Utopie et histoire

Bibliothèque nationale de France
Le Paradis comme jardin
Comme toute chronique universelle, La Bouquechardière – du nom de son auteur Jean de Courcy, seigneur de Bourg-Achard en Normandie – évoque le commencement de l’histoire, ce qui fournit au peintre l’occasion de placer en frontispice de l’œuvre un superbe paradis où Adam et Ève, légèrement en retrait, figurent, au sein d’un paysage apaisé, dominé par l’Esprit, l’innocence originelle de la lignée humaine. L’exemplaire présenté ici est sorti d’un atelier lyonnais ; l’encadrement du frontispice par un ruban doré enroulé autour d’un bâton écoté en est la marque de fabrique.
Bibliothèque nationale de France
Un bonheur éternel
Au premier abord, l’utopie apparaît comme une récusation du temps.
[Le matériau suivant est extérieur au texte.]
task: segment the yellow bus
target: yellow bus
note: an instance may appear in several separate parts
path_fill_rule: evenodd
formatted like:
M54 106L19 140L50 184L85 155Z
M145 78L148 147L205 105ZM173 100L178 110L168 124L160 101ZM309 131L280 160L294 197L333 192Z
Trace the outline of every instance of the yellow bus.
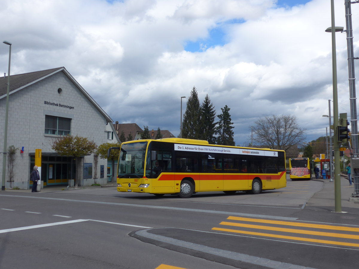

L’abolition du malheur qu’elle promet à l’homme nouveau implique en effet la disparition de l’angoisse du déclin, de la peur de la mort, causes premières de ce malheur. Le bonheur, soutient l’utopie, ne se conçoit qu’éternel, sans quoi il n’est rien. Cette perpétuité, qui conditionne la félicité des hommes, est du reste le corollaire logique de la perfection : comment l’utopie serait-elle parfaite si elle était promise à la dégradation ? C’est ainsi que la fondation de l’Utopie de More remonte à mille sept cent soixante ans et que la Bensalem de Bacon a « environ » dix-neuf siècles : durées fabuleuses qui symbolisent l’éternité virtuelle de ces systèmes. « Une république convenablement ordonnée peut, affirme le héros de l’Oceana (1656) de Harrington, être aussi immortelle ou vivre aussi longtemps que le monde ».1
Réinventer l’histoire
Contrairement à l’ancien, le nouveau paradis n’aura pas de fin ; c’est pour cela qu’il entend se couper du passé, mais aussi du dehors, où le temps subsiste et continue de gâter les œuvres humaines. L’insularité utopique se situe à la fois dans l’espace et dans le temps. L’utopie est toujours également une « uchronie », un lieu où plus rien n’arrive. Précisons : plus rien n’arrive d’imprévu, ou, mieux, d’anormal. Car ce qui a disparu, ce n’est pas l’histoire, c’est une certaine histoire, où des « forces objectives, étrangères » dominaient les hommes. Mais ces forces, une fois parvenues au terme, passeront sous le contrôle des hommes, qui alors « feront eux-mêmes leur histoire en pleine conscience ».2 L’utopie n’est donc pas la fin de l’histoire, c’est, pour reprendre un concept popularisé par le discours marxiste, la fin de la préhistoire et le début de l’histoire véritable d’un homme renouvelé, libéré, enfin rendu à lui-même. L’entrée dans la perfection résulte d’un processus d’amélioration global, à la fois inéluctable et perpétuel.

Montre décadaire
Gilbert Romme propose une nouvelle organisation décadaire du temps, adoptée par la Convention le 15 vendémiaire an II (7 octobre 1793). En cette époque de profondes transformations, aux conséquences majeures sur la vie quotidienne, on fabrique montres et pendules à double cadran, afin de familiariser le public avec les nouveaux usages. Mais en raison de la difficulté à imposer cette réforme à la population, elle est supprimée le 18 germinal an III (7 avril 1795).
Même décrite comme une rupture absolue, la fondation de la cité parfaite ne se conçoit pas en dehors de cette dynamique. Réciproquement, c’est la nécessité même de ce progrès et l’impossibilité corrélative d’une rechute ou d’une régression qui garantissent à l’utopie son immortalité et qui l’assurent donc de sa perfection.
Dans « l’ère nouvelle », affirment les Utopiens imaginés par Anatole France, le principal changement sera que « les progrès de la civilisation humaine seront désormais harmonieux et pacifiques », alors qu’ils étaient jadis douloureux et tragiques. Une fois le temps domestiqué, réconcilié à jamais avec l’homme nouveau, tout ira de mieux en mieux dans le meilleur des mondes.
Provenance
Cet article a été publié à l’occasion de l’exposition « Utopie, la quête de la société idéale en occident » présentée à la Bibliothèque nationale de France du 4 avril au 9 juillet 2000.